Case Digest: People vs Dela Cruz; People vs. Dela Cruz
G.R. No. 181545
People
vs. Mark Dela Cruz
October 08, 2008
Facts:
Appellant Mark Dela Cruz was found guilty of violation of Section 5,
Article II of Republic Act (R.A.) No. 9165 after he allegedly sold prohibited
drugs to the poseur-buyer. The prohibited drugs were handed to appellant by
companions identified to be an alias Amay and an alias Tabo. Appellant denied
the charge and said that he was arrested after refusing to give information
about Amay, whom the police were after. His testimony was corroborated by other
witnesses.
Lower court gave weight to the testimony by the poseur-buyer and upheld
the presumption of regularity in the operation conducted by the officers.
Appellant appealed, questioning the identity of the shabu allegedly
confiscated from him in view of Section 21 (1) of RA No. 9165 (inventory of
seized drugs) and Section 21 (3) of the same law(certification of the forensic
laboratory examination results).
Ruling:
The elements necessary for the prosecution of illegal sale of drugs are:
(1) the identities of the buyer and the seller, the object, and consideration;
and (2) the delivery of the thing sold and the payment therefor. What is
material to the prosecution for illegal sale of dangerous drugs is the proof
that the transaction or sale actually took place, coupled with the presentation
in court of evidence of corpus delicti.
Citing jurisprudence, the failure of the police to comply with the
procedure in the custody of the seized drugs raised doubt as to its origins.
The chain of custody rule requires that the admission of an exhibit be
preceded by evidence sufficient to support a finding that the matter in
question is what the proponent claims it to be.
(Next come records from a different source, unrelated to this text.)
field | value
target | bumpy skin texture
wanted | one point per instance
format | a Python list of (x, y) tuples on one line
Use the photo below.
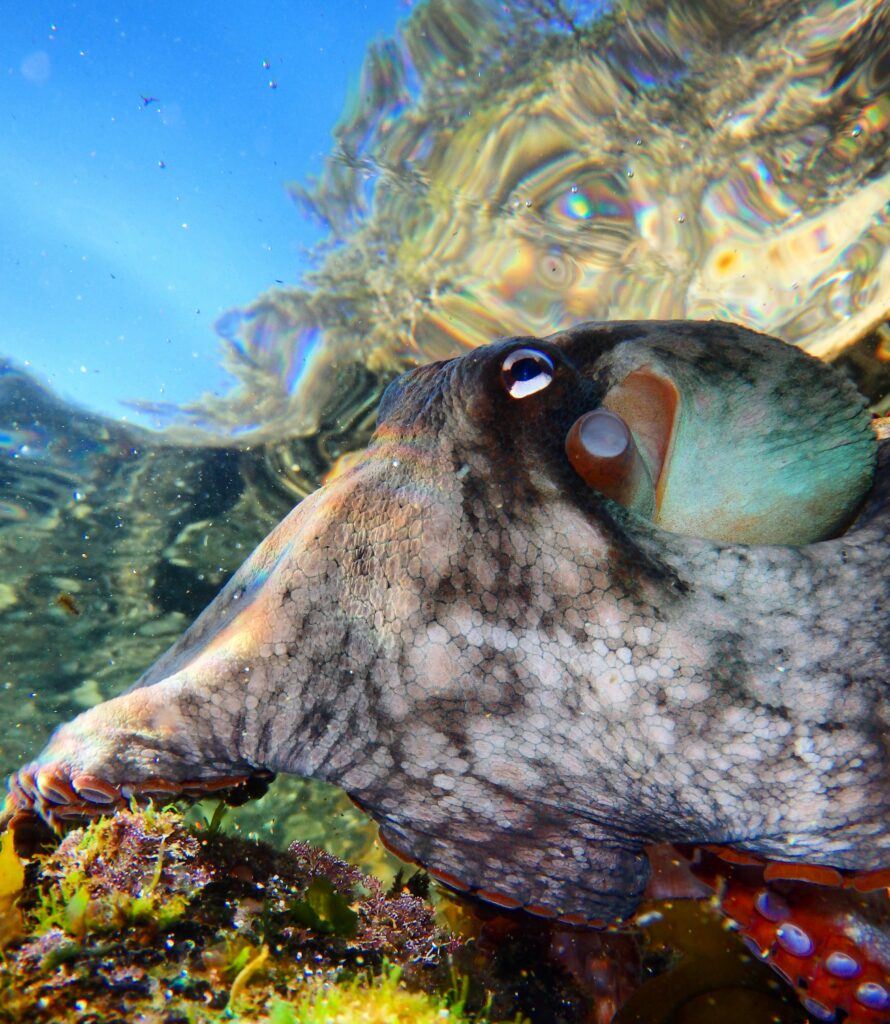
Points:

TheCourt believed that the
prosecution failed to clearly establish the chain of custody of the seized
plastic sachets, containing shabu from the time they were first allegedly received until
they were brought to the police investigator. There were no records to show
that the procedural requirements in Section 21 were complied with.
The presumption of regularity cannot prevail over the constitutional
right of presumption of evidence in view of the circumstances. “The presumption
of regularity is merely just that--a mere presumption disputable by contrary
proof and which when challenged by the evidence cannot be regarded as binding
truth.”
The appellant was acquitted.
Case Digest: People vs. Dela Cruz; People vs. Carlos Dela Cruz
G.R. No 182348
People vs. Carlos Dela Cruz
November 20, 2008
Facts:
Accused- appellant Carlos Dela Cruz guilty beyond reasonable doubt of
violation of Section 11(2) of Republic Act No. (RA) 9165 or The Comprehensive Dangerous Drugs Act of 2002.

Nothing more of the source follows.